While a part of me wonders about these companies’ motivations in their advertising (Are they really allies to the LGBTQIA+ community? Or are we a demographic they’d like to capture for their business?), it feels good to see so many queer images around us during Pride month. The celebratory photographs, advertisements, and flags encourage folks to embrace different parts of themselves.
We know that this type of representation is important. Research shows that when we don’t see ourselves represented in media, it negatively impacts our sense of self. It makes us assume that, since we’re not important enough to be depicted in media, we don’t count, and worse yet, that we are less than and that there’s something wrong with us.
And how does it feel when we are represented (and represented well)? When we see ourselves in media, it affirms our sense of identity and self-worth! It also allows other people outside of underrepresented communities to understand and grasp more about who frequently “othered” people are. This means that there’s a spike in mental wellness for queer folks during Pride month: that’s when we feel the most seen.
Representation is a victory. The first time I ever saw two women holding hands and kissing was at my first concert, Lilith Fair, when I was 12 years old. I remember being in awe of the women I saw, and recognizing myself in them. Although it took me a few more years to embrace my own identity as a bisexual woman, I remember that experience being instrumental in the process. It was validating to have at least one image to identify with, and I only wish that I had been exposed to all the images that I see now, back when I was an insecure teenager.

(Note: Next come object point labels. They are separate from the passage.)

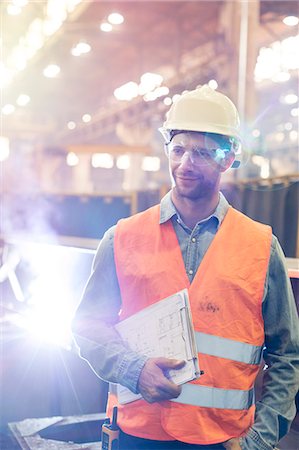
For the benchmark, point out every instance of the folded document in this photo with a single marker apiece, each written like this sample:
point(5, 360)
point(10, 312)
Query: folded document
point(162, 329)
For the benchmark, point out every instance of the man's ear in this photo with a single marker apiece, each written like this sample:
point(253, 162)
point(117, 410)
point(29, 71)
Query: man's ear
point(227, 161)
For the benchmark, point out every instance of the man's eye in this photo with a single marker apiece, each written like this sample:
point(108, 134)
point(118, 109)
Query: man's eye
point(177, 151)
point(203, 153)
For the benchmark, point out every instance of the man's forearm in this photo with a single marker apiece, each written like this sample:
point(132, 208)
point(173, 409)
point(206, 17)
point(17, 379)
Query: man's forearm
point(107, 354)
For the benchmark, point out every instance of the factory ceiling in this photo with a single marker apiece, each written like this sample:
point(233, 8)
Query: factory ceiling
point(186, 42)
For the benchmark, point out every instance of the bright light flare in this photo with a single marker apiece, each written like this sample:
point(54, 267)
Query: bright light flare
point(123, 162)
point(51, 71)
point(50, 299)
point(115, 18)
point(23, 100)
point(72, 159)
point(106, 27)
point(291, 21)
point(4, 149)
point(151, 164)
point(102, 160)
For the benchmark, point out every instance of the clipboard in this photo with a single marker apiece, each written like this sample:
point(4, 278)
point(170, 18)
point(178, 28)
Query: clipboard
point(162, 329)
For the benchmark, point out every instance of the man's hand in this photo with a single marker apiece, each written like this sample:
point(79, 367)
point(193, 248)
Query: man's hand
point(153, 383)
point(232, 444)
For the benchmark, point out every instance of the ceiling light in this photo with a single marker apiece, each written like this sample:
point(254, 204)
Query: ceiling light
point(72, 159)
point(86, 118)
point(175, 98)
point(288, 126)
point(8, 109)
point(256, 133)
point(105, 26)
point(115, 18)
point(291, 21)
point(80, 49)
point(151, 164)
point(293, 135)
point(13, 10)
point(279, 137)
point(149, 81)
point(5, 75)
point(51, 71)
point(102, 160)
point(127, 91)
point(23, 100)
point(281, 77)
point(158, 92)
point(123, 162)
point(4, 148)
point(289, 99)
point(71, 125)
point(213, 84)
point(20, 3)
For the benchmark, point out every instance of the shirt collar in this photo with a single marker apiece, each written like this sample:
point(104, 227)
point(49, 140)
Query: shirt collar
point(168, 210)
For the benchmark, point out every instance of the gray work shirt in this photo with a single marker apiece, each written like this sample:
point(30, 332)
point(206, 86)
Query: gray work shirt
point(101, 346)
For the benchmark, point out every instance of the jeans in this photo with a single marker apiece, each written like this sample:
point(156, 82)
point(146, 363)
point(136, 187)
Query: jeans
point(128, 442)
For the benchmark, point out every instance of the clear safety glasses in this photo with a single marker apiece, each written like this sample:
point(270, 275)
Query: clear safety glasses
point(177, 152)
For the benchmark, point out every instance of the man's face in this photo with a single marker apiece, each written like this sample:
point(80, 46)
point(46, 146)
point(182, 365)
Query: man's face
point(196, 163)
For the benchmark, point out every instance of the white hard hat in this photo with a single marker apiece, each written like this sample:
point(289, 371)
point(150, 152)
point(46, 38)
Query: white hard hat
point(204, 110)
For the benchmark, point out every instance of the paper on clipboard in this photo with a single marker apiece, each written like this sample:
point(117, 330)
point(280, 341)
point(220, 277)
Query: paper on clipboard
point(162, 329)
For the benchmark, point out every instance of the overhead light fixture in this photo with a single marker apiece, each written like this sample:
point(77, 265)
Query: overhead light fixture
point(123, 162)
point(256, 133)
point(115, 18)
point(274, 62)
point(106, 27)
point(288, 126)
point(80, 49)
point(175, 98)
point(72, 159)
point(281, 77)
point(20, 3)
point(23, 100)
point(291, 21)
point(102, 160)
point(86, 118)
point(13, 10)
point(4, 148)
point(51, 71)
point(71, 125)
point(149, 81)
point(289, 99)
point(151, 164)
point(213, 84)
point(127, 91)
point(158, 92)
point(8, 109)
point(149, 87)
point(293, 135)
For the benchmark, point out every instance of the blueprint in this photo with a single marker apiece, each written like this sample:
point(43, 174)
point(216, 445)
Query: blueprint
point(162, 329)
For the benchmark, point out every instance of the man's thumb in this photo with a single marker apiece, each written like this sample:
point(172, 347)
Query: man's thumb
point(166, 363)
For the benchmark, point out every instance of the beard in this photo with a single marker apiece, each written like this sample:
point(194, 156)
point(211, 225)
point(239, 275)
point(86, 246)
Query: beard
point(195, 188)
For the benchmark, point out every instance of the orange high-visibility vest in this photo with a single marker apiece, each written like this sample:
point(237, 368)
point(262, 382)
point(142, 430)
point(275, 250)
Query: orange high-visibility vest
point(226, 304)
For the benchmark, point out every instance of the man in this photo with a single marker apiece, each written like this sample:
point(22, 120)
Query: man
point(240, 297)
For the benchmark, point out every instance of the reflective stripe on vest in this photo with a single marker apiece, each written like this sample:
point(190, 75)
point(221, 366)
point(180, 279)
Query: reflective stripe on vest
point(207, 397)
point(228, 348)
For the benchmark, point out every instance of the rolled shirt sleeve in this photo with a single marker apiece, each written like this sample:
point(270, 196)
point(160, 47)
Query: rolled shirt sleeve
point(93, 323)
point(276, 409)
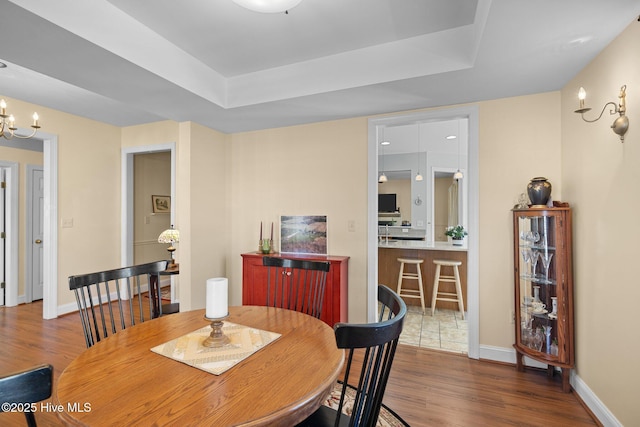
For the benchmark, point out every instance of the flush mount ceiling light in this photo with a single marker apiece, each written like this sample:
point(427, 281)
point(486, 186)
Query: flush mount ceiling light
point(621, 124)
point(268, 6)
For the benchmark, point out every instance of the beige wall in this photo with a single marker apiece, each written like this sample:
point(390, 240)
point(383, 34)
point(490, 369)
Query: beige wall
point(23, 158)
point(204, 212)
point(600, 177)
point(519, 140)
point(316, 169)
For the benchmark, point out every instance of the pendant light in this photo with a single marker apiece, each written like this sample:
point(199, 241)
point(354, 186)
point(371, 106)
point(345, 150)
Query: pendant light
point(458, 175)
point(383, 178)
point(418, 175)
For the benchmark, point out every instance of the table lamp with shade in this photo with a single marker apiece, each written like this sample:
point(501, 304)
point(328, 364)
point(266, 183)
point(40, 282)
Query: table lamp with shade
point(171, 236)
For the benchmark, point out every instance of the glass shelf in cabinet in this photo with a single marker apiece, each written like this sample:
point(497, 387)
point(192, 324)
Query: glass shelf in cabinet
point(536, 279)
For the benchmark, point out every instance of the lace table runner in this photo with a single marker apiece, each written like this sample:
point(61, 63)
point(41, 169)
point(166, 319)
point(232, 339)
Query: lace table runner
point(188, 349)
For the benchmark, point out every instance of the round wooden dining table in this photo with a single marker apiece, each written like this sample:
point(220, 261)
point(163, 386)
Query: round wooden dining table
point(120, 381)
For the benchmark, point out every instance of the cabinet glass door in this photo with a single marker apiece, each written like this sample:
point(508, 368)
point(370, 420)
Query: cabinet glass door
point(537, 283)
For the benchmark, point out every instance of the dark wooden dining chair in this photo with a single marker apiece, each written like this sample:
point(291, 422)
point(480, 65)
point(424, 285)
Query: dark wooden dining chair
point(26, 387)
point(375, 344)
point(296, 284)
point(109, 301)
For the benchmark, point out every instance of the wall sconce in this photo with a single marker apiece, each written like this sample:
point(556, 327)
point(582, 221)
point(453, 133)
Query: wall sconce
point(621, 124)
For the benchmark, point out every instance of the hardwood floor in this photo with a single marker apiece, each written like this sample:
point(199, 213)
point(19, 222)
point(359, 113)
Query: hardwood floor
point(426, 387)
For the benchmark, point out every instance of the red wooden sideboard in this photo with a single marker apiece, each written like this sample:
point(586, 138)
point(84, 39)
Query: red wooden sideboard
point(254, 283)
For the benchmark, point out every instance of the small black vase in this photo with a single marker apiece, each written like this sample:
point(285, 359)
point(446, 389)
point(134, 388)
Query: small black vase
point(539, 190)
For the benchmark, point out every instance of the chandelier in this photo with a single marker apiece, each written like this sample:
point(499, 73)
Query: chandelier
point(8, 124)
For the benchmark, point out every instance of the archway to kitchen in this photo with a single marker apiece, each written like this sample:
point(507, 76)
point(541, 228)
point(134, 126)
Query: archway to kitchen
point(376, 127)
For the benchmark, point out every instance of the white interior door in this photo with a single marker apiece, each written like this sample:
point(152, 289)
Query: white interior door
point(36, 258)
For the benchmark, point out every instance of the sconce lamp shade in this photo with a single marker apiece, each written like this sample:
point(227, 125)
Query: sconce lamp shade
point(171, 236)
point(621, 124)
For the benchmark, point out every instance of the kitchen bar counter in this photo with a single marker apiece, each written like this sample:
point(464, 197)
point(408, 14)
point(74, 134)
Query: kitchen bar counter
point(421, 244)
point(389, 267)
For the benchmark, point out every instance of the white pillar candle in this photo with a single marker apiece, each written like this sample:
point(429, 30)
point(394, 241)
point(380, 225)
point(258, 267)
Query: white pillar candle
point(217, 297)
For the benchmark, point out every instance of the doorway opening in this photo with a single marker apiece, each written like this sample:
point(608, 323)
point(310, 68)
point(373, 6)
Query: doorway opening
point(49, 228)
point(128, 201)
point(375, 129)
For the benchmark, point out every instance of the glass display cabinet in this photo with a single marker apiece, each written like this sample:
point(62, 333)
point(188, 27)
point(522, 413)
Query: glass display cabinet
point(544, 288)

An increase in representation during Pride month helps us feel valid and seen, and affirms our self-worth. But I have to wonder, what about the other 11 months of the year? The LGBTQIA+ community and other marginalized communities would benefit from, and deserve, more widespread representation year-round, not just during Pride. Our society and the media still have a lot of work to do.
In the meantime, we are conscious of the potential positive impacts of representation, including the impact on mental health. Are there parts of you that you don’t see represented in mainstream media? Can you imagine how you could benefit if you were to see reflections of these parts in store windows and in magazines daily, and not just on rare occasions?
We can certainly do our best to influence the media to continue to celebrate more diverse voices and images. In the meantime, I wonder what else we can do to increase representation in our daily lives to support those parts of us that are not acknowledged in the mainstream media. I encourage clients from diverse cultural backgrounds to create their own celebratory “magazines,” that include images that empower and promote self-love.
Taken further, I encourage clients (and myself) to be more intentional about the media we consume. Intentionally consuming TV shows, books, movies, and images that reflect different sides of us, and that make us feel good, can make a significant difference. Doing this may take us one step forward towards feeling pride every day.